To create an AWS Elastic MapReduce job requires 3 steps: upload input data to an S3 bucket/folder, run an EMR job (e.g. Hive, Pig, custom java), and download the output from an S3 folder.
The S3 storage looks like this for our test :there is a mobilesubscriptions bucket, then there are two folders: one for hive-scripts and one for mobilesubs data (folder). In the mobilesubs folder there is an input folder where we upload the mobile_subscriptions.csv file. The output will be created under s3://mobilesubscriptions/mobilesubs/output folder in csv format.
Its format is like:
Country Name,Country Code,2010 Afghanistan,AFG,37.80718336 Albania,ALB,141.8972543 Algeria,DZA,92.42180275 American Samoa,ASM, Andorra,AND,77.17642345 Angola,AGO,46.68902631....
(2010 is the last year where we had data)
The hive script the we use for data processing is – this will show the top 100 countries with the highest number of subscriptions:
CREATE EXTERNAL TABLE mobilesubs ( country_name STRING, country_code STRING, subscriptions FLOAT ) ROW FORMAT DELIMITED FIELDS TERMINATED BY ',' LINES TERMINATED BY '\n' LOCATION 's3://mobilesubscriptions/mobilesubs/input/'; CREATE TABLE top100_mobilesubs ( country_name STRING, country_code STRING, subscriptions FLOAT ) ROW FORMAT DELIMITED FIELDS TERMINATED BY ',' LINES TERMINATED BY '\n' STORED AS TEXTFILE; INSERT OVERWRITE TABLE top100_mobilesubs SELECT country_name, country_code, subscriptions FROM mobilesubs ORDER BY subscriptions DESC LIMIT 100; INSERT OVERWRITE DIRECTORY 's3://mobilesubscriptions/mobilesubs/output/' SELECT * from top100_mobilesubs;
The job that will process the data using AWS EMR is configured as follows:
Once we run the job, it will create a 000000_0 file under s3://mobilesubscriptions/mobilesubs/output directory.
This ouput files needs to be downloaded and processed to replaces the SOH characters with comma (,), in order to be able to publish it with Roambi Mobile BI analytics. This can be done by any text processing tool (e.g. notepad++)

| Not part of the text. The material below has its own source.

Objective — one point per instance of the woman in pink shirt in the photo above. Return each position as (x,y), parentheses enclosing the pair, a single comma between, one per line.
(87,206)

Roambi Analytics has a cloud based publishing services and a mobile BI visualizer tool available for iPad and iPhones. The application can be installed on the mobile devices from Apple AppStore for free.
The Roambi publisher has 3 versions: Roambi Lite that is free and has limited functionality (support for csv, excel and html format), Roambi Pro (with additional Google docs and salesforce.com support) and Roambi Enterprise (with Oracle, SAP BusinessObjects, SAS, Microsoft, IBM Cognos, etc support).
This demo is based on Roambi Lite. First you need to create an account or login using Google Account (OpenID) at https://secure.roambi.com:
Then click on Publish:
Select the approriate view (e.g. CataList) and import data (this will be the mobilesubs_result.csv that we downloaded from AWS EMR s3://mobilesubscriptions/mobilesubs/output folder and prepared for Roambi Analytics as described above.
You can refine the data if you wish and then publish it:
The file will be pushed to the mobile devices (iPad or iPhone). In case of Roambi Lite e.g. you can push it to your own device.
Roambi Analytics Visualizer
On the handset you can retrieve the result using Roambi Analytics Visualiser. You can create an email or screenshot from the report, you can add it to favorites, etc.
Email sent from Roambi Analytics Visualizer:
As you can see, mobile BI and BigData in the cloud can free users from being a desktop slave: no need for datacenter infrastructure and no need for traditional desktop – just the joy of mobility spiced with the power of cloud computing.